The Auditor General of Quebec says the Legault government has provided emergency financial assistance under its two main COVID-19 support programs to several companies that did not strictly pass the test to receive aid, some of which were already in financial difficulty before the health crisis.
Of the 22 loan transactions his team examined, 10 loans worth a total of $ 68 million were made to borrowers who did not meet the publicly available criteria of the government’s main pandemic support program, Auditor General Guylaine Leclerc said in her annual report released Wednesday. They include two companies that have never been profitable, six others in financial difficulty long before the start of the pandemic and one that has received support to fuel its expansion plans and not survive the pandemic.
The Minister of the Economy of Quebec, Pierre Fitzgibbon, acting on the analysis and recommendations of the staff of the ministry, authorized aid to several companies on the grounds that they were considered “strategic for the economy of Quebec”, according to the conclusions of the Auditor General. None of the companies are named in the report.
“To judge whether it was a ‘strategic’ company, I would have liked to see the criteria for it,” Ms. Leclerc told reporters at a press conference in Quebec. “Without any criteria, it becomes difficult to judge whether this is the case or not. “
The audit findings reveal some of the shortcomings in the way Prime Minister François Legault’s government handled business support during the pandemic, an issue many other governments have grappled with over the past two years. But they also once again raise questions about the extent to which government financial decision-making is discretionary without full transparency.
“This opens the door” to favoring certain businesses, declared the opposition member of the Parti Québécois Méganne Perry Mélançon. “And that is why we have to shed light on all the loans that have been given.”

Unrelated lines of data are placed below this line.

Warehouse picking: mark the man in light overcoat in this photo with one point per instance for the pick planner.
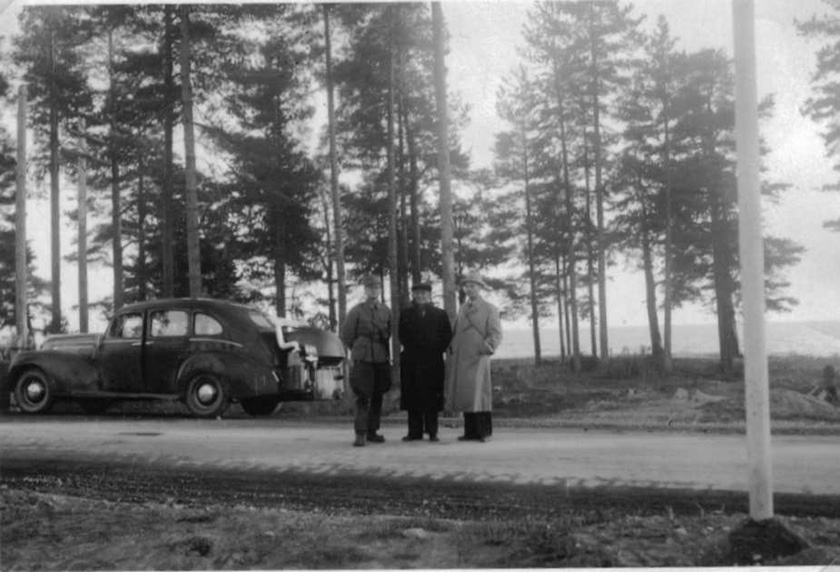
(477, 333)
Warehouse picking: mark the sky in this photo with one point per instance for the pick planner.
(484, 38)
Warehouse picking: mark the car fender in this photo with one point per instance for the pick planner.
(68, 373)
(242, 377)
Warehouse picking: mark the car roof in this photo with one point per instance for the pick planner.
(193, 303)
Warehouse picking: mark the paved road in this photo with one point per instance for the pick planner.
(563, 457)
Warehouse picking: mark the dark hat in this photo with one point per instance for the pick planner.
(475, 278)
(369, 280)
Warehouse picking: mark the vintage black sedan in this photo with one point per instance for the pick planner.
(206, 353)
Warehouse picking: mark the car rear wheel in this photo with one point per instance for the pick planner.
(260, 406)
(33, 392)
(206, 396)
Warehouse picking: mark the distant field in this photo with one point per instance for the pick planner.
(783, 338)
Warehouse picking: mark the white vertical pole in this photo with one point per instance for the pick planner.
(752, 262)
(20, 226)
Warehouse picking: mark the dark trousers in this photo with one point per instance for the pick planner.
(420, 422)
(369, 403)
(478, 425)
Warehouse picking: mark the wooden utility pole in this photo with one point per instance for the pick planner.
(20, 226)
(751, 249)
(82, 198)
(444, 168)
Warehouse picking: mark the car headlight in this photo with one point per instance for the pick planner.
(311, 354)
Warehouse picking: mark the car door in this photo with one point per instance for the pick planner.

Mr Fitzgibbon defended his government’s actions, telling reporters he personally intervened in around 25 pandemic aid business cases and that the 10 loans withheld by the Auditor General had been recommended for approval by the Investissement Québec staff. He said that it is impossible to completely standardize the lending process for all borrowers.
“A government has to be flexible,” Fitzgibbon said, adding that businesses can always contact the government if they think they need help.
Quebec provided financial support to approximately 10,000 businesses affected by the fallout from COVID-19 through two main business assistance programs, known as PACTE and PAUPME, which had an envelope of $ 3 billion funding in March. Among the companies that received support, less than 0.5% declared bankruptcy, showing that the government’s goal of helping companies weather the crisis has worked, according to the official response from the Ministry of the Economy. to the report of the Auditor General.
Among the companies publicly identified as benefiting from emergency support from Quebec, we find the hoteliers Groupe Germain and Groupe Tidan, as well as the distributor of automotive products Uni-Select. Telecon, a telecommunications network infrastructure planner, based in Anjou, Quebec, was the main recipient of aid in November 2020, according to a list published by the newspaper La Presse.
Quebec was able to grant the 10 loans identified by the Auditor General under a clause in the internal management guide of the PACTE program which allows the Quebec Minister of the Economy to exercise discretion on a case-by-case basis and authorize financial assistance even when the criteria are not met, said Ms. Leclerc.
Because the existence of this special clause was not publicly communicated, some companies may not have been aware that they could benefit from assistance, she said. She said this lack of transparency means the government has failed to provide a level playing field for all businesses wondering whether to seek help.
The Auditor General said there were other problems with the way the government handled taxpayer funds during the crisis. Regarding the PAUPME program, which is an emergency assistance program for small and medium-sized businesses managed at the regional county municipality level, Ms. Leclerc’s team found no explanation for the amounts. and specific terms of loans granted on several files.